Hispanics and climate change: a warning

By Thais Lopez Vogel

America dedicates the month from September 15 to October 15 to celebrating the Hispanic heritage that has contributed to the creation and consolidation of this country. It is a good time to remind ourselves of a little-known truth: the states most affected by climate change are the ones with the largest Hispanic populations. These are California, Texas, Florida, New York and Arizona, according to the Office of Minority Health, US Department of Health and Human Services. 

All these states appear on lists of those hit the hardest by weather events such as hurricanes, floods, wildfires, droughts or water and air pollution. 

In addition, Latin American migration to the United States has a new component: individuals who leave their countries of origin due to disasters linked to climate change. 

Between 1998 and 2020, climatic and geophysical phenomena caused 312,000 deaths and directly affected more than 277 million people in Latin America and the Caribbean, according to the report on the state of the climate by the World Meteorological Organization (WMO).

Meanwhile, the International Organization for Migration reported that, in interviews with migrants stranded in different cities along the border between Mexico and the United States, “what they all have in common is that they lost everything due to the hurricanes”. A testimony that establishes the direct relationship between migration and climate change. 

Another example of this situation is Puerto Rico, after the devastation left by Hurricane Maria.

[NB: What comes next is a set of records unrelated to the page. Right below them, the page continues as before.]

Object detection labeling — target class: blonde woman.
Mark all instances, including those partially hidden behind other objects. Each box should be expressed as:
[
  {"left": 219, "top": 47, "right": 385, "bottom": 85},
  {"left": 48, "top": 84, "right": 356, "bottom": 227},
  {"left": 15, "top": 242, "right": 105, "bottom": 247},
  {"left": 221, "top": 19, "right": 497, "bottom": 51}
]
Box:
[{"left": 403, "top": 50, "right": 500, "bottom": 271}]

According to the Census Bureau, the island lost almost 4% of its population due to this catastrophe. Many of them joined the Puerto Rican community in Central Florida, settled there and, five years later, have managed to put down roots and move on. 

But contrary to popular belief, the U.S. Hispanic population is very aware of the climate situation and is demanding action. 

Roughly eight in ten U.S. Hispanics – 81%, to be exact – say that addressing global climate change is a top personal concern for them. This data was published by the Pew Center, based on a study they conducted on the subject.

That is why at VoLo Foundation we are dedicating a very special effort to disseminate reliable information about climate change in Spanish to our Hispanic communities in Florida. 

This Hispanic Heritage Month, we want a better present and a sustainable future for all of us. Therefore, we invite to all the Hispanics that follow us to be part of the change through action.